Quelle perte & pour l’Académie que celle d’un Homme si excellent, & pour l’Eglise que celle d’un Prelat si distingué par tant de qualitez eminentes. Si la sagesse du Prince vient de reparer pleinement la perte de l’Eglise par le choix d’un Sujet, dont le merite & la vertu ne luy laisse rien mestre à souhaiter ; nous pouvons dire, Monsieur, que celle de l’Académie n’est pas moins heureusement reparée par un Confrere aussi fameux dans les Lettres que vous ; formé au bon goust par de grands Maistres, vous sçavez enrichir tous les jours nostre Langue par tant de doctes escrits, vous avez par vostre application establi entr’elle & les precieux restes de la sçavante Antiquité, cet estroit commerce qu’on jugeoit presque impossible ; vos traductions elegantes ont souvent fait voir que ces excellents Ouvrages n’estoient pas encore assez connus pour un siecle aussi esclairé que le nostre ; vos sçavantes Remarques nous ont comme familiarisé avec cette erudition espineuse, mais pourtant necessaire, ayant trouvé l’art merveilleux de rendre faciles & aimables ces connoissances abstraites, recueillies des monuments de ces âges celebres, ou renfermées jusqu’icy dans les escrits negligez de quelques sçavants obscurs : heureux dans les recherches si laborieuses d’avoir pour compagne une Personne qui fait tant d’honneur à son sexe & à nostre siecle.

 

Il est aisé de juger, Monsieur, quelle joy l’Académie Françoise peut ressentir du choix qu’elle vient de faire, puisque vous estes si propre à concourir à la durée & à l’estendue de sa reputation ; & quel plaisir pour elle de se conformer au dessein du grand Ministre à qui elle doit son origine. Il voulut bien mettre au nombre de ses plus importantes occupations le soin de la former des plus beaux esprits de son temps.
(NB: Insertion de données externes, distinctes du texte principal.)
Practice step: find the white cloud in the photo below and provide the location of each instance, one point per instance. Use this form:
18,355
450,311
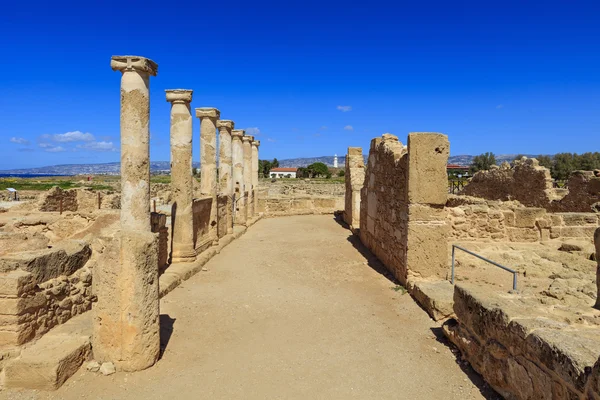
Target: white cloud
252,131
98,146
55,149
75,136
19,140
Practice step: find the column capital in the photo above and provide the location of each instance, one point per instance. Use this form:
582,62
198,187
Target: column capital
208,112
179,95
225,123
238,133
131,63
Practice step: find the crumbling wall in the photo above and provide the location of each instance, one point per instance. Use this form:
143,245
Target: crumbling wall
43,288
531,184
473,219
402,214
355,177
520,354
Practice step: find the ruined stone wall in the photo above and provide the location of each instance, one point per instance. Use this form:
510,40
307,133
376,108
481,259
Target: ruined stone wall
41,289
298,205
520,354
531,184
480,220
402,215
355,177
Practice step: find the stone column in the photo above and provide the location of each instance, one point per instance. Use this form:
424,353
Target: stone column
225,167
255,145
208,163
354,177
182,218
238,176
126,316
247,148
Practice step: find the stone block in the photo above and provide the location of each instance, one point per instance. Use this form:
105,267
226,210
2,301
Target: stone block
16,283
427,161
526,217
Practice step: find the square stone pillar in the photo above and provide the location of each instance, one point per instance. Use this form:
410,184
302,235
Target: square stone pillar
355,178
247,149
255,145
226,167
238,176
126,316
208,163
182,217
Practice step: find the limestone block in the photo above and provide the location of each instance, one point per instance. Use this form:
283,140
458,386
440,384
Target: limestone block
526,217
427,161
16,283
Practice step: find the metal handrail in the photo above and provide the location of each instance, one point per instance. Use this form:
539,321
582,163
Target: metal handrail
515,273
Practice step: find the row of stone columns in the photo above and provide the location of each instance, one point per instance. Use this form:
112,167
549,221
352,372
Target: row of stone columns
126,319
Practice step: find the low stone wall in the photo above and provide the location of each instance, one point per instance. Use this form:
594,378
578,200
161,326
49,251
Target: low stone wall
523,355
480,220
531,184
402,215
41,289
285,206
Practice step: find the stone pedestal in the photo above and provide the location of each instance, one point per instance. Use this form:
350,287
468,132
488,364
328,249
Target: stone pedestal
126,316
238,176
208,163
182,248
226,167
248,189
255,145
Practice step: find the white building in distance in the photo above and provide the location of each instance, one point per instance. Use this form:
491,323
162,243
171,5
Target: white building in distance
283,172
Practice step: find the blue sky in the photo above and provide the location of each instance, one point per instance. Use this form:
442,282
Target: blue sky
311,78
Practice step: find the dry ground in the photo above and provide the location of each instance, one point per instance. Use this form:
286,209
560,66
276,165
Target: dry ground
291,310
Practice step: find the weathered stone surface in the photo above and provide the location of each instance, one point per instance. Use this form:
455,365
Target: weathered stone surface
53,359
181,176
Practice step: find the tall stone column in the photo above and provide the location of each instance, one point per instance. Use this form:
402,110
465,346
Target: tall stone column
255,145
247,146
208,163
182,218
226,167
238,176
126,316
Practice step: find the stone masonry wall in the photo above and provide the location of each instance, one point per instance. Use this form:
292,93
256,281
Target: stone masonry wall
402,217
531,184
355,177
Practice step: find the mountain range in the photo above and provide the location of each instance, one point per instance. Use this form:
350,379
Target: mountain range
164,166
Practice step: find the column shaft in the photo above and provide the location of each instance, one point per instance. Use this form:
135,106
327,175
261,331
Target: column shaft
182,218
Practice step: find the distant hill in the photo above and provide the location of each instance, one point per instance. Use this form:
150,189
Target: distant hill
164,166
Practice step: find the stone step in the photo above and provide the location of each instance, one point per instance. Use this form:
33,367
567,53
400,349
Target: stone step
50,361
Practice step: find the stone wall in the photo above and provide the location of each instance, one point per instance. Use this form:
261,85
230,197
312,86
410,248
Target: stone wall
521,354
43,288
402,215
531,184
299,205
355,177
472,219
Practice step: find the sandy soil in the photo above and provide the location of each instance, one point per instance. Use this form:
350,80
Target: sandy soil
291,310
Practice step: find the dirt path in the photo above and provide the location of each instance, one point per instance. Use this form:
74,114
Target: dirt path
291,310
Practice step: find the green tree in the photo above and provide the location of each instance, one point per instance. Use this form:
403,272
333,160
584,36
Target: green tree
483,162
317,169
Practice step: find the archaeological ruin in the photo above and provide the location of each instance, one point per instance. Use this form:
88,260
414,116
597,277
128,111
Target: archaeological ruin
508,269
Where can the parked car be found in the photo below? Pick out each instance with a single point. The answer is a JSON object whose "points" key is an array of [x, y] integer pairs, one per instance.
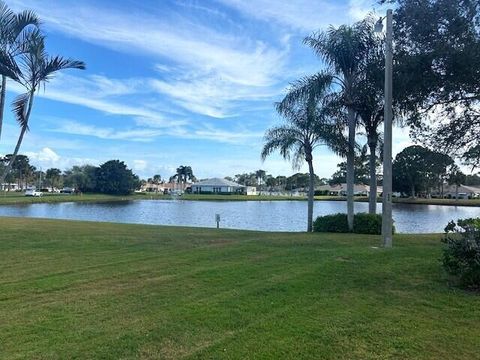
{"points": [[33, 192]]}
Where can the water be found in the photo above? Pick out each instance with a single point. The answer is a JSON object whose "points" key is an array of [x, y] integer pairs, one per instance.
{"points": [[251, 215]]}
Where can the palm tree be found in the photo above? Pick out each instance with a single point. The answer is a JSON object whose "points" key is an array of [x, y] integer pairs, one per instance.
{"points": [[33, 69], [307, 126], [260, 176], [343, 50], [13, 34], [156, 179]]}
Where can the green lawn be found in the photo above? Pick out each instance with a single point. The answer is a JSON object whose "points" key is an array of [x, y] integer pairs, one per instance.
{"points": [[79, 290]]}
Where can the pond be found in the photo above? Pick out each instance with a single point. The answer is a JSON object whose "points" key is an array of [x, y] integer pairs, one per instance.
{"points": [[251, 215]]}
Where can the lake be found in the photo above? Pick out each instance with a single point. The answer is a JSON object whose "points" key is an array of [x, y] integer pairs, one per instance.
{"points": [[251, 215]]}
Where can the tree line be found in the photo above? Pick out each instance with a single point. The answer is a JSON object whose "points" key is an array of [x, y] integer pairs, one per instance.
{"points": [[25, 61], [436, 90], [112, 177]]}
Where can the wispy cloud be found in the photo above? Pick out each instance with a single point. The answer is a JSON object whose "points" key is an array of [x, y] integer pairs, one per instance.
{"points": [[304, 15], [202, 132]]}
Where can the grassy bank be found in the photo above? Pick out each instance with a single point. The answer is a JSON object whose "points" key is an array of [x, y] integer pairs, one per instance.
{"points": [[90, 290]]}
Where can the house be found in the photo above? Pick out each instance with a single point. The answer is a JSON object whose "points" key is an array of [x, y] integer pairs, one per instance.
{"points": [[9, 187], [463, 191], [341, 189], [220, 186]]}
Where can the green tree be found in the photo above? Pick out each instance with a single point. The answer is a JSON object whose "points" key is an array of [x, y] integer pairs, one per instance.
{"points": [[13, 34], [260, 175], [456, 177], [437, 68], [343, 50], [418, 169], [53, 177], [113, 177], [183, 174], [156, 179], [32, 70], [82, 178], [306, 127], [362, 169]]}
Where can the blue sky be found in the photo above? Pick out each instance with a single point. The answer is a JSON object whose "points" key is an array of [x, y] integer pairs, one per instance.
{"points": [[174, 82]]}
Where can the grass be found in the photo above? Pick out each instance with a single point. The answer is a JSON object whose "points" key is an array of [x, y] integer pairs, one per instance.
{"points": [[79, 290]]}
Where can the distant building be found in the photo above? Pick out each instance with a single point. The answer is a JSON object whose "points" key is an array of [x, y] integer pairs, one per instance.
{"points": [[9, 187], [341, 189], [221, 186], [463, 191]]}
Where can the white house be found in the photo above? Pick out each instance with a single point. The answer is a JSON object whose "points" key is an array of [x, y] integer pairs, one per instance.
{"points": [[218, 186], [463, 191]]}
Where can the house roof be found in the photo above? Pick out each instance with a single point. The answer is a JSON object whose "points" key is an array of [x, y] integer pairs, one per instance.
{"points": [[343, 187], [217, 182]]}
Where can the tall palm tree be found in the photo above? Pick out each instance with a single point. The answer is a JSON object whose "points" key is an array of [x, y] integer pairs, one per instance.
{"points": [[307, 126], [343, 50], [33, 69], [13, 34], [260, 176]]}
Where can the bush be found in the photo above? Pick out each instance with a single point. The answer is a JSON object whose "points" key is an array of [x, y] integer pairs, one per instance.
{"points": [[367, 224], [461, 255], [363, 223], [331, 223]]}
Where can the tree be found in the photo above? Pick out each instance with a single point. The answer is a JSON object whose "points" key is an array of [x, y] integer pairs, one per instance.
{"points": [[260, 175], [184, 173], [34, 68], [53, 177], [456, 177], [156, 179], [437, 85], [82, 178], [418, 169], [362, 170], [13, 34], [307, 125], [113, 177], [343, 50]]}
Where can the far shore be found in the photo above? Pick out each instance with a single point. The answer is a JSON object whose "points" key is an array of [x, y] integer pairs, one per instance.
{"points": [[7, 198]]}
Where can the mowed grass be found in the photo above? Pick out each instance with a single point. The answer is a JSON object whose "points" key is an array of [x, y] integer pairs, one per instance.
{"points": [[82, 290]]}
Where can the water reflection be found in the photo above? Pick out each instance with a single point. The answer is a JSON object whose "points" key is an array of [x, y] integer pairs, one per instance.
{"points": [[253, 215]]}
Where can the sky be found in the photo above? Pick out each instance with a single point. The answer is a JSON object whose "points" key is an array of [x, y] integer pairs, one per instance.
{"points": [[174, 82]]}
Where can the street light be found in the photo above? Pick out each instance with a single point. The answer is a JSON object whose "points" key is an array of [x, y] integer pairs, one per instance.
{"points": [[387, 221]]}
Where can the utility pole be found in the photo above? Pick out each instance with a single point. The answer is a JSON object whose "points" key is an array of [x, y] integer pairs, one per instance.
{"points": [[387, 221]]}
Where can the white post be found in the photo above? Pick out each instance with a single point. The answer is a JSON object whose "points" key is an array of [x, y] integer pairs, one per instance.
{"points": [[387, 221]]}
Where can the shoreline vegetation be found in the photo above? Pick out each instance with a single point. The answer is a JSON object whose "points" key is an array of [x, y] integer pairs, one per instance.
{"points": [[104, 290], [11, 198]]}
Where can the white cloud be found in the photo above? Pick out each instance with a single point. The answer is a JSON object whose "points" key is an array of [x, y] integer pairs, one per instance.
{"points": [[203, 132], [304, 15], [139, 165]]}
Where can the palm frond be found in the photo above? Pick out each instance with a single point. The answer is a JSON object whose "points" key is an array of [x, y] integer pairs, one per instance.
{"points": [[281, 138], [9, 67], [58, 63], [19, 108], [315, 86]]}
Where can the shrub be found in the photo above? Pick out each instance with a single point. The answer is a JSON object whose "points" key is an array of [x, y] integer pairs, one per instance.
{"points": [[363, 223], [461, 255], [331, 223]]}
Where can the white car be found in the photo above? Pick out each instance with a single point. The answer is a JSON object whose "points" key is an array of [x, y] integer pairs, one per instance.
{"points": [[33, 193]]}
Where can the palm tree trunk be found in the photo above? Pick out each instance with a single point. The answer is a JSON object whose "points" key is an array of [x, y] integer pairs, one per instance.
{"points": [[20, 138], [350, 167], [2, 102], [311, 190], [372, 201]]}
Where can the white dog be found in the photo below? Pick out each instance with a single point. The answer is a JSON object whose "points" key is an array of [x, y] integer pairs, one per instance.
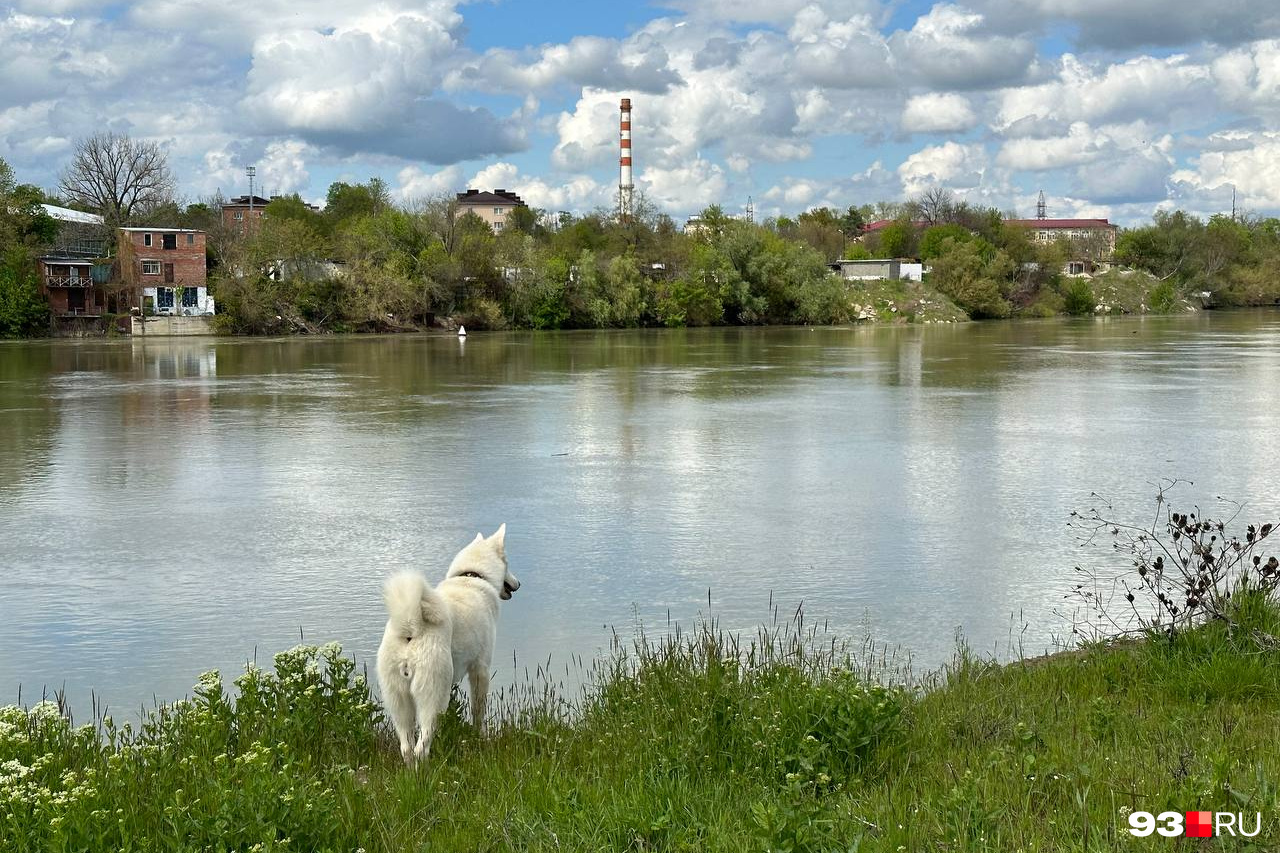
{"points": [[434, 635]]}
Il fit par là bien paroistre avec quelle profondeur il excelloit dans le merveilleux don de connoistre les hommes : veritable fondement des succés incroyables dont il embellit son Ministere & notre Histoire, & sembla marquer ainsi quelle attention l’Académie devoit tousjours avoir à donner de dignes Successeurs à ces grands Hommes.

 

Comme nous commençons à vous interesser à ce qui vous reagarde, nous vous felicitons, Monsieur, de l’heureux engagement où vous vous trouvez d’asseurer la perpetuité de vostre Nom, en exerçant vostre éloquence sur un sujet veritablement digne d’elle. Ce ne peut estre que LOUIS LE GRAND nostre auguste Proecteur, si elevé au dessus des autres hommes par le rare concours de tant de perfections ; & quoy que la grandeur, & s’il faut ainsi dire, l’immensité de la matiere soit redoutable aux plus grands Maistres, soustenu neanmoins de cette longue habitude contractée par vos veilles avec tant de Heros, vous pourrez plus aisement instruire la posterité des merveilles de son regne, la parfaite connoissance de leurs differents caracteres, vous donnera lieu d’en tracer de plus vives images en sa Personne ; & si la superiorité avec laquelle ce Prince possede toutes les vertus de ces grands Personnages, vous empesche de le faire connoistre avec assez d’exactitude, ce sera du moins de la manière la plus approchante de la verité.